"(...) cuando en un pueblo pelean los hombres y pueden pelear las mujeres, ese pueblo es invencible."
“Trabajar, a organizar y a poner en actividad el espíritu creador, el entusiasmo de la mujer cubana, para que la mujer cubana, en esta etapa revolucionaria haga desaparecer hasta el último vestigio de discriminación; y tenga, la mujer cubana, por sus virtudes y por sus méritos, el lugar que le corresponde en la historia de la patria.”
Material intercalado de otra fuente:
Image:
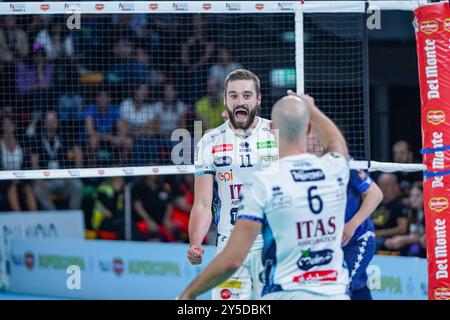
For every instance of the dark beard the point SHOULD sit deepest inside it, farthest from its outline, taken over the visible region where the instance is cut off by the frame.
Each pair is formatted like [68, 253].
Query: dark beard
[244, 126]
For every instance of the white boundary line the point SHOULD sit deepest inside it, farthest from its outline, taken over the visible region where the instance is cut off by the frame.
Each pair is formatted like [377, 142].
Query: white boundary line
[101, 7]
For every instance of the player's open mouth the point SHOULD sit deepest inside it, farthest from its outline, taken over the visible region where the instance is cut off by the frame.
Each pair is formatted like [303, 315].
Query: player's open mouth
[240, 114]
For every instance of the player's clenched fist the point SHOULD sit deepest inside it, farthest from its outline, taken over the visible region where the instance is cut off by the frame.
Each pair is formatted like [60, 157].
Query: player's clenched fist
[195, 254]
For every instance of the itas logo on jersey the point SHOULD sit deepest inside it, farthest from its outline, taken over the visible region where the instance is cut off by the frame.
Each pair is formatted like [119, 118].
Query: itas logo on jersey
[307, 175]
[235, 192]
[311, 259]
[223, 161]
[316, 231]
[276, 191]
[222, 148]
[225, 176]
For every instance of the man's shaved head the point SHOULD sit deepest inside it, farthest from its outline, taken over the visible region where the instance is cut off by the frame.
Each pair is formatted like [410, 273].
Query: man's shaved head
[290, 116]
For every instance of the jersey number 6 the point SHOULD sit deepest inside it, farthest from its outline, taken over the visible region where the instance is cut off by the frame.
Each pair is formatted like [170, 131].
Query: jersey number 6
[314, 201]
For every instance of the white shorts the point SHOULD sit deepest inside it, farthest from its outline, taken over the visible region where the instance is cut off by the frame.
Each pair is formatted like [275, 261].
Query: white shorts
[302, 295]
[245, 283]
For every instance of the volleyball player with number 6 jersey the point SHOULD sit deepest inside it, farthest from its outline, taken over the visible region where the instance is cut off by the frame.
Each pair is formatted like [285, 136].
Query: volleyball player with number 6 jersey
[299, 205]
[223, 157]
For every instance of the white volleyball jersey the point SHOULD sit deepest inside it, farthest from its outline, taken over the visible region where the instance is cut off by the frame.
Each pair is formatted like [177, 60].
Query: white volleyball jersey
[301, 205]
[230, 158]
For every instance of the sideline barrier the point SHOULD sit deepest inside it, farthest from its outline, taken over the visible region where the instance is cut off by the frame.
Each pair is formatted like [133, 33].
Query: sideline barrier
[36, 225]
[108, 269]
[142, 270]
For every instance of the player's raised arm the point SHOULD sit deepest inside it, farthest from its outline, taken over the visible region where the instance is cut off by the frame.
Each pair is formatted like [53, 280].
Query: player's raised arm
[327, 132]
[201, 216]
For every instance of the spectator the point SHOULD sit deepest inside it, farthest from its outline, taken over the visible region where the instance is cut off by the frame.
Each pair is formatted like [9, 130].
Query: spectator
[183, 200]
[196, 54]
[410, 244]
[138, 113]
[402, 153]
[108, 213]
[390, 218]
[210, 107]
[13, 157]
[105, 135]
[51, 152]
[223, 67]
[170, 111]
[14, 48]
[56, 40]
[153, 204]
[142, 125]
[33, 83]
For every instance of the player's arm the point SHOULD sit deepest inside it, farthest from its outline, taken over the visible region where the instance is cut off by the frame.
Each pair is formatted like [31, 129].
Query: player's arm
[227, 262]
[327, 132]
[201, 216]
[401, 228]
[371, 197]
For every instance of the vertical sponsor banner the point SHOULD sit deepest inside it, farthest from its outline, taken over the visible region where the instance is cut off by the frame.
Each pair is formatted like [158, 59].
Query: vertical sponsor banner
[433, 52]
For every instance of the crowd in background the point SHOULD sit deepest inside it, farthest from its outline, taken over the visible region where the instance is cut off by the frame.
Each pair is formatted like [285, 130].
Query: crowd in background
[48, 122]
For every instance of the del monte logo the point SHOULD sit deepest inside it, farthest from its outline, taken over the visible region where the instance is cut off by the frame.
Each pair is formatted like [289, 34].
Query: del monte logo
[438, 204]
[429, 26]
[29, 260]
[435, 117]
[118, 266]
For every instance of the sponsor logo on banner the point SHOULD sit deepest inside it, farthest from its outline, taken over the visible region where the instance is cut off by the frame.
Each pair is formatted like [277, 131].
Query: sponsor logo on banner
[231, 284]
[307, 175]
[435, 117]
[233, 6]
[29, 260]
[126, 7]
[285, 6]
[429, 26]
[311, 259]
[182, 169]
[245, 147]
[74, 173]
[17, 7]
[317, 276]
[154, 268]
[58, 262]
[268, 158]
[266, 144]
[446, 24]
[19, 174]
[128, 171]
[222, 148]
[225, 294]
[180, 6]
[225, 176]
[223, 161]
[442, 294]
[71, 6]
[438, 204]
[118, 266]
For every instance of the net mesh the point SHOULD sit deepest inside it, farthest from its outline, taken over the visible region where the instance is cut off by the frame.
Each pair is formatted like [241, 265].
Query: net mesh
[111, 92]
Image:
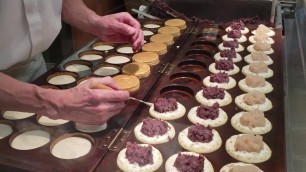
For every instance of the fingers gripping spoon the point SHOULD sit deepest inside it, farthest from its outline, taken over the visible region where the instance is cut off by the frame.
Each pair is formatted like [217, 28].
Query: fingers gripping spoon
[101, 86]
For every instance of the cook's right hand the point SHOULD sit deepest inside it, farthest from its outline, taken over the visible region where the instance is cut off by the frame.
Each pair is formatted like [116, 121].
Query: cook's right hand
[90, 106]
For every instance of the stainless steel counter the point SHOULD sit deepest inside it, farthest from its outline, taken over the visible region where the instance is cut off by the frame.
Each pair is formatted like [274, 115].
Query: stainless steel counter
[295, 89]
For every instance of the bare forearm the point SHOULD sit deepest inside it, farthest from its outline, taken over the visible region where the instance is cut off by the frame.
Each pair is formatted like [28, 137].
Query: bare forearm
[19, 96]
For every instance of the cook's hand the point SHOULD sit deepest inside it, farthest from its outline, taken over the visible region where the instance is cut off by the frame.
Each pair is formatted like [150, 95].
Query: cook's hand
[91, 106]
[119, 27]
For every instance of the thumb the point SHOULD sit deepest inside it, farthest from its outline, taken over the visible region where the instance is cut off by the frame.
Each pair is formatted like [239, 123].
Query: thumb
[125, 29]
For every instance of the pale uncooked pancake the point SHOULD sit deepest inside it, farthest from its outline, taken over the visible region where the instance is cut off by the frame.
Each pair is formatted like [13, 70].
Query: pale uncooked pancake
[267, 105]
[14, 115]
[127, 82]
[220, 120]
[90, 128]
[103, 47]
[156, 47]
[265, 89]
[147, 33]
[151, 26]
[71, 148]
[140, 70]
[176, 23]
[162, 38]
[149, 58]
[249, 60]
[43, 120]
[251, 49]
[244, 31]
[91, 57]
[174, 31]
[169, 165]
[117, 59]
[235, 121]
[240, 40]
[238, 57]
[106, 71]
[199, 147]
[252, 40]
[209, 102]
[212, 69]
[77, 68]
[239, 49]
[246, 71]
[61, 80]
[30, 140]
[125, 50]
[229, 85]
[5, 130]
[159, 139]
[270, 33]
[178, 113]
[124, 164]
[228, 167]
[248, 157]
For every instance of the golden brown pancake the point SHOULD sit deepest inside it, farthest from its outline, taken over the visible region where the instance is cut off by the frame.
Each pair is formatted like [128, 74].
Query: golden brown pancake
[140, 70]
[176, 23]
[174, 31]
[149, 58]
[127, 82]
[156, 47]
[162, 38]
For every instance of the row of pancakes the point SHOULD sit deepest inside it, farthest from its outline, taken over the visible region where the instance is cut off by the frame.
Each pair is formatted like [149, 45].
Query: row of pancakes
[149, 56]
[248, 147]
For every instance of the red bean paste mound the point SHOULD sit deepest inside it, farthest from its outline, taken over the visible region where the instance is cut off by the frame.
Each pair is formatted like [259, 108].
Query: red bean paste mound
[220, 77]
[208, 112]
[234, 34]
[142, 155]
[229, 53]
[213, 93]
[231, 44]
[162, 105]
[200, 133]
[189, 163]
[225, 64]
[154, 127]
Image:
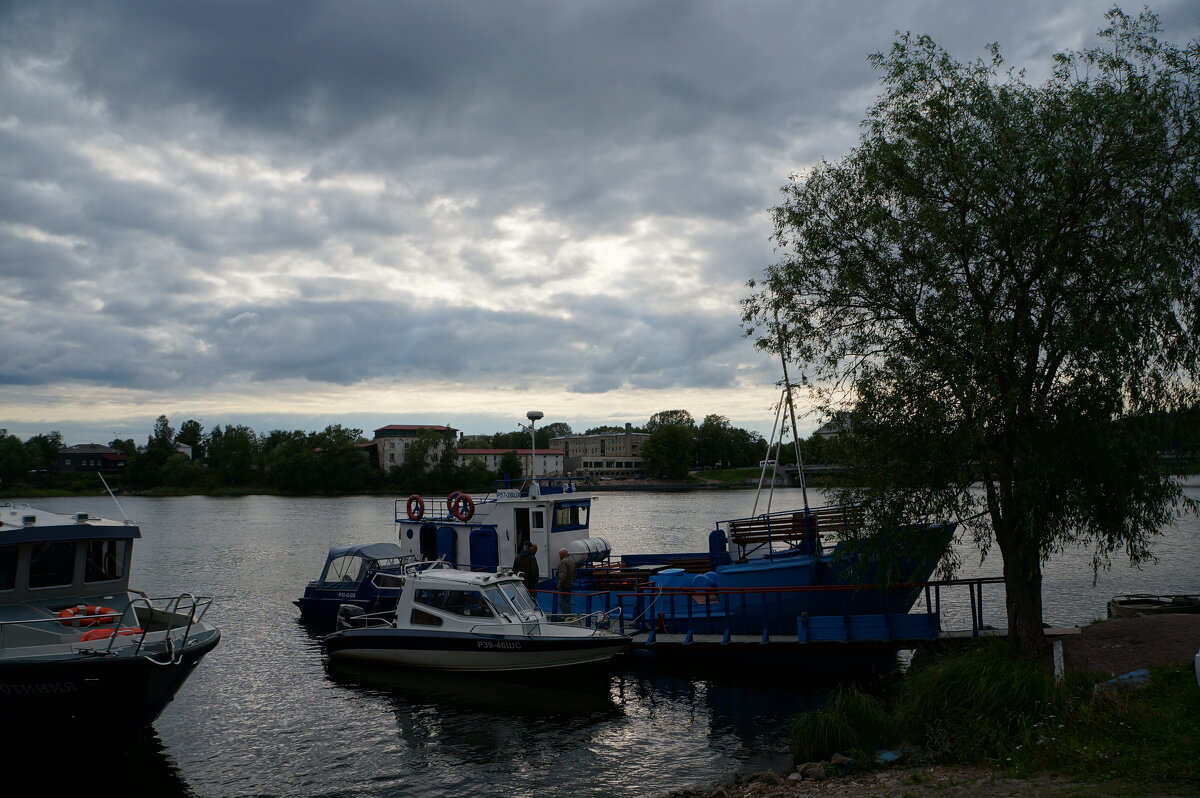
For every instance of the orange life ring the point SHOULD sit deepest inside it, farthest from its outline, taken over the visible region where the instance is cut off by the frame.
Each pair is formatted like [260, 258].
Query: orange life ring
[415, 508]
[105, 634]
[84, 616]
[462, 507]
“La Revolución ha despertado el sentido moral del pueblo; la Revolución ha despertado la solidaridad humana en los hombres y mujeres de nuestro pueblo; la Revolución ha abolido el egoísmo y ha convertido la generosidad en la virtud principal de cada ciudadano; la Revolución ha recogido lo mejor de la nación; la Revolución ha barrido, la Revolución ha purificado, la Revolución ha adecentado, la Revolución ha redimido”.
“Los pueblos piensan que lo único incompatible con el destino de América Latina es la miseria, la explotación feudal, el analfabetismo, los salarios de hambre, el desempleo, la política de represión contra las masas obreras, campesinas y estudiantiles, la discriminación de la mujer, del negro, del indio, del mestizo, la opresión de las oligarquías, el saqueo de sus riquezas por los monopolios yankis, la asfixia moral de sus intelectuales y artistas, la ruina de sus pequeños productores por la competencia extranjera, el subdesarrollo económico, los pueblos sin caminos, sin hospitales, sin viviendas, sin escuelas, sin industrias, el sometimiento al imperialismo, la renuncia a la soberanía nacional y la traición a la patria”.
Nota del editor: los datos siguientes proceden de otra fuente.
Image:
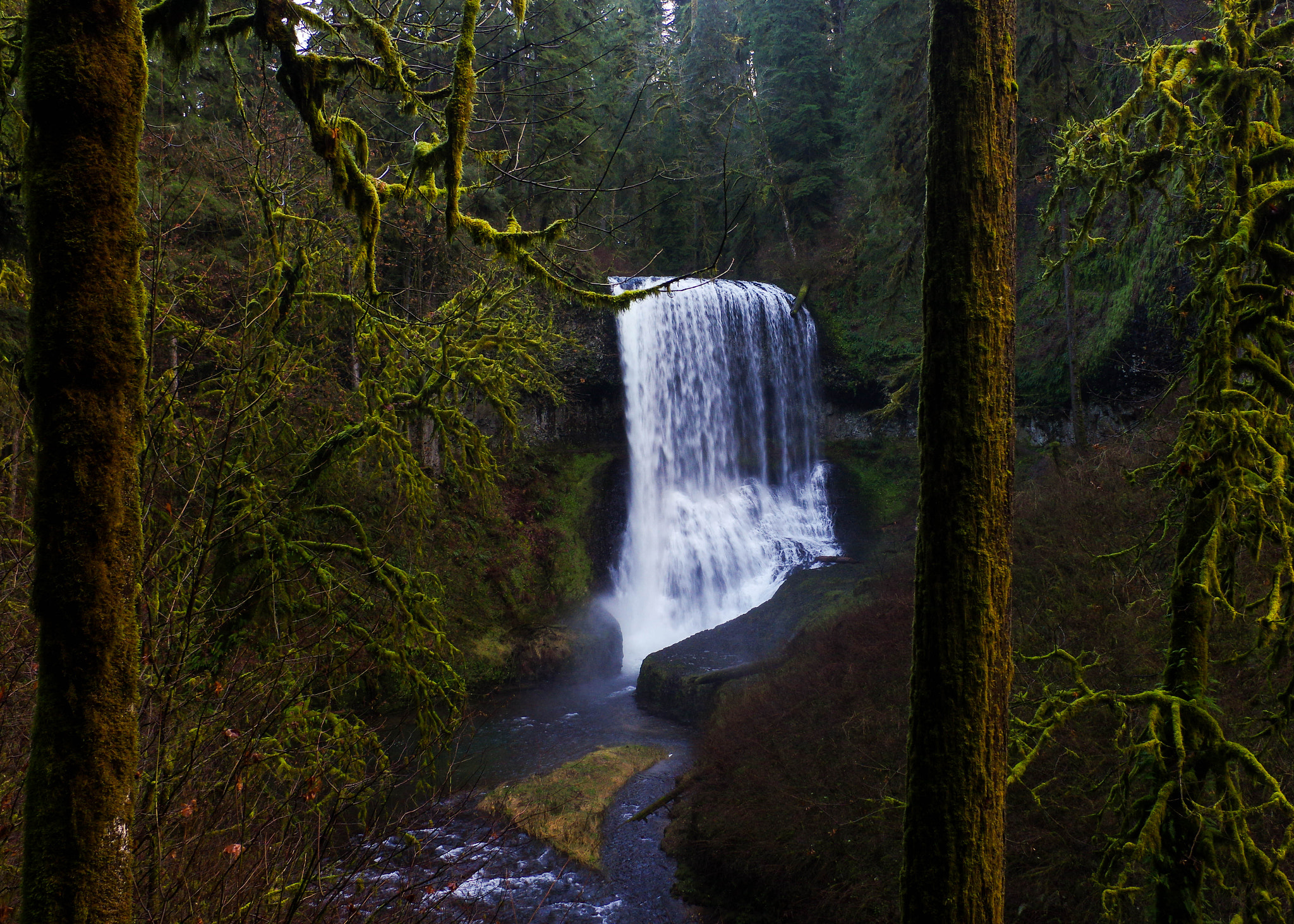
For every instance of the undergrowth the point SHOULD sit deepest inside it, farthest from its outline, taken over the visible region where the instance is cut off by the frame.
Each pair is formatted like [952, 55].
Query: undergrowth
[796, 809]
"Con la Revolución ha ido desapareciendo una de las formas de discriminación más injusta que había: la discriminación de la mujer, esa de la cual no se hablaba, pero que estaba latente, subsistía y pesaba de una manera tremenda sobre la mujer en nuestro país."
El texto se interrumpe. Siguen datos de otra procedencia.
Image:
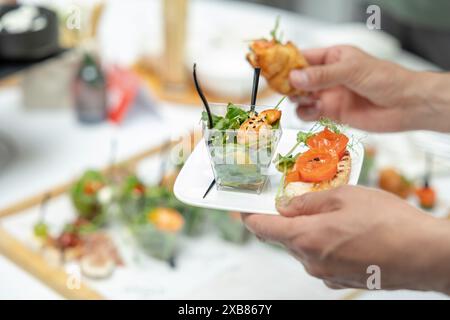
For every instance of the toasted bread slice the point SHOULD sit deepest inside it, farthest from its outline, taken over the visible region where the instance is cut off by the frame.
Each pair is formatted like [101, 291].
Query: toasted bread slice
[342, 176]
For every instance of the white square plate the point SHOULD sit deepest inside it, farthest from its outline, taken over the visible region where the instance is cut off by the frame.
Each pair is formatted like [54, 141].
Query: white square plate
[196, 176]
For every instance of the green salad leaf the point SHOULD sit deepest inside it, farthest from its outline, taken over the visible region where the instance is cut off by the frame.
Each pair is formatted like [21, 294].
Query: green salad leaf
[232, 120]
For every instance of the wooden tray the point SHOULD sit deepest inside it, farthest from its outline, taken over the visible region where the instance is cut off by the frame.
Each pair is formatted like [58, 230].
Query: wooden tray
[222, 261]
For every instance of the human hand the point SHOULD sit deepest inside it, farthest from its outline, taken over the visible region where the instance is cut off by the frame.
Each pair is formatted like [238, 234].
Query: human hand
[337, 234]
[352, 87]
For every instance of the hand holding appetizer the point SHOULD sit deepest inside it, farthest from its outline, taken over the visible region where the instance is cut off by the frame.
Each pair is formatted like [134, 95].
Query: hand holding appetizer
[350, 86]
[337, 234]
[276, 61]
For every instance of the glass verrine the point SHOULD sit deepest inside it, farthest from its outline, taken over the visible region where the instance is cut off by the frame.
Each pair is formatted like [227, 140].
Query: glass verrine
[240, 159]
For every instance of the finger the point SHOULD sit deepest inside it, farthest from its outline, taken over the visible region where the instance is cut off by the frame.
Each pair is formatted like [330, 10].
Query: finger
[319, 77]
[308, 204]
[271, 227]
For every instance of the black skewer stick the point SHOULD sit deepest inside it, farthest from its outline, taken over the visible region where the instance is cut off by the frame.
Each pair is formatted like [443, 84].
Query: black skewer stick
[202, 96]
[208, 111]
[255, 89]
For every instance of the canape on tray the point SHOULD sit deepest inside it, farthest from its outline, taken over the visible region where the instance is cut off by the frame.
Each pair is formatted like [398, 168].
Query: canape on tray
[326, 163]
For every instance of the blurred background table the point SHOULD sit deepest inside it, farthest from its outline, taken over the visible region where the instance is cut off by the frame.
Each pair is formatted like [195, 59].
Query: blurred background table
[50, 147]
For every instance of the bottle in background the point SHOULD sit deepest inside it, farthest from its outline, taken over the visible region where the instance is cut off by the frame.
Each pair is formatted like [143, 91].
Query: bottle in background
[90, 91]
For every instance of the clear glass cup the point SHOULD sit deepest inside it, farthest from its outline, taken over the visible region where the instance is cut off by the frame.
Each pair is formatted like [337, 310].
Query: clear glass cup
[240, 161]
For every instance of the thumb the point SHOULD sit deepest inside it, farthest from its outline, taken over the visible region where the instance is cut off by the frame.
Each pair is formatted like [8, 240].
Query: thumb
[319, 77]
[308, 204]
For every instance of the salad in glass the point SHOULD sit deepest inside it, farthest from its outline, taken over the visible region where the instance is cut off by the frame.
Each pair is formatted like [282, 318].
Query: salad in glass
[241, 144]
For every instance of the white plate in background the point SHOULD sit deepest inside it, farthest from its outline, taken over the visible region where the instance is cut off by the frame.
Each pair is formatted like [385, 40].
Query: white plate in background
[196, 176]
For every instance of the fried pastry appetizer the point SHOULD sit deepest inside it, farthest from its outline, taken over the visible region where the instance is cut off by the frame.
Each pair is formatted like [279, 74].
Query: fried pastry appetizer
[276, 61]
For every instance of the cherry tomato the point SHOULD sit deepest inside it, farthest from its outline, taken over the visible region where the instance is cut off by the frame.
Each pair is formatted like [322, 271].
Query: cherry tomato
[329, 140]
[292, 176]
[317, 165]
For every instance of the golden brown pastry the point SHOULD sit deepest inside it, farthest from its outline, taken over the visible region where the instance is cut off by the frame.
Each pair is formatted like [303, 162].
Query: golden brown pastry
[276, 61]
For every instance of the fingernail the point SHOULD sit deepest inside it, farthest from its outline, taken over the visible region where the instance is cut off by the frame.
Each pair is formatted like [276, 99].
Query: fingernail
[299, 78]
[283, 202]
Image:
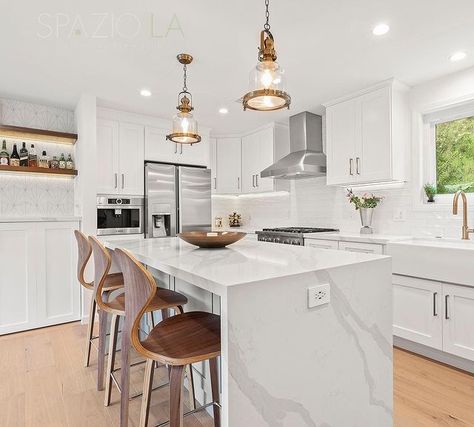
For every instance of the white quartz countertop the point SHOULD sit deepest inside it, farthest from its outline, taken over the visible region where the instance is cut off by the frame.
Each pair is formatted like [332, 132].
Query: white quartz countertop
[244, 262]
[381, 239]
[40, 219]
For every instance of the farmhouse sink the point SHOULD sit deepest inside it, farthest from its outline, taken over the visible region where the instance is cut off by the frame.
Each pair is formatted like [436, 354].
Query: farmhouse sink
[445, 260]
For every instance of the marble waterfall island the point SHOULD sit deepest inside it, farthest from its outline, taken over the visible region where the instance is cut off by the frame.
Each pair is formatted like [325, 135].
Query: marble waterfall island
[283, 363]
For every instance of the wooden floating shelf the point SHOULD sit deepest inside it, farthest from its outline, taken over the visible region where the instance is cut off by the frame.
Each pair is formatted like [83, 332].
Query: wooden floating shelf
[37, 170]
[37, 134]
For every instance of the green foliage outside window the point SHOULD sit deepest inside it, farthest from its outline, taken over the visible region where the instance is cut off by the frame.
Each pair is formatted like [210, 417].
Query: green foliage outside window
[455, 156]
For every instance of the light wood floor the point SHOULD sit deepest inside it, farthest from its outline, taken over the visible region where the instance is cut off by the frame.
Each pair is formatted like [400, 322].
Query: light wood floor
[43, 383]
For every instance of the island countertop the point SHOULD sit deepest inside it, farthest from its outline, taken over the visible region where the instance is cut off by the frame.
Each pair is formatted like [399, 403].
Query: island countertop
[244, 262]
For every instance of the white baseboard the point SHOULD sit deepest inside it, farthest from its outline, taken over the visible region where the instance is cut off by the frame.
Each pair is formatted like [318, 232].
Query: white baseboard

“Crear burocracia es echar por el vertedero recursos humanos, es convertir un hombre o una mujer en un ciudadano inútil y parasitario; es echar por la borda la energía y la inteligencia humanas, que deben emplearse en cosas útiles a la sociedad, en cosas útiles a los seres humanos”.
“[…] Yo estoy absolutamente convencido de que la sociedad ganará más en la medida en que sea capaz de desarrollar y aprovechar las calidades, las capacidades morales, humanas e intelectuales de la mujer. Estoy absolutamente convencido. Y precisamente lo que diferencia una sociedad justa, una sociedad socialista de la capitalista, es esto.”
"¿Puede el imperio y el sistema causante de todo eso hablarle al mundo, realmente, de derechos humanos? ¿Derechos humanos dentro de un sistema en que una enorme parte de la población no tiene empleos, en que las mujeres son prostituidas, en que los niños son abandonados? Resultan impresionantes las cifras de niños abandonados en América Latina, de millones, de muchos millones. ¿Cómo puede ese sistema ofrecer esperanzas al hombre? ¿Cómo puede ese sistema hablar de consideración hacia el hombre?"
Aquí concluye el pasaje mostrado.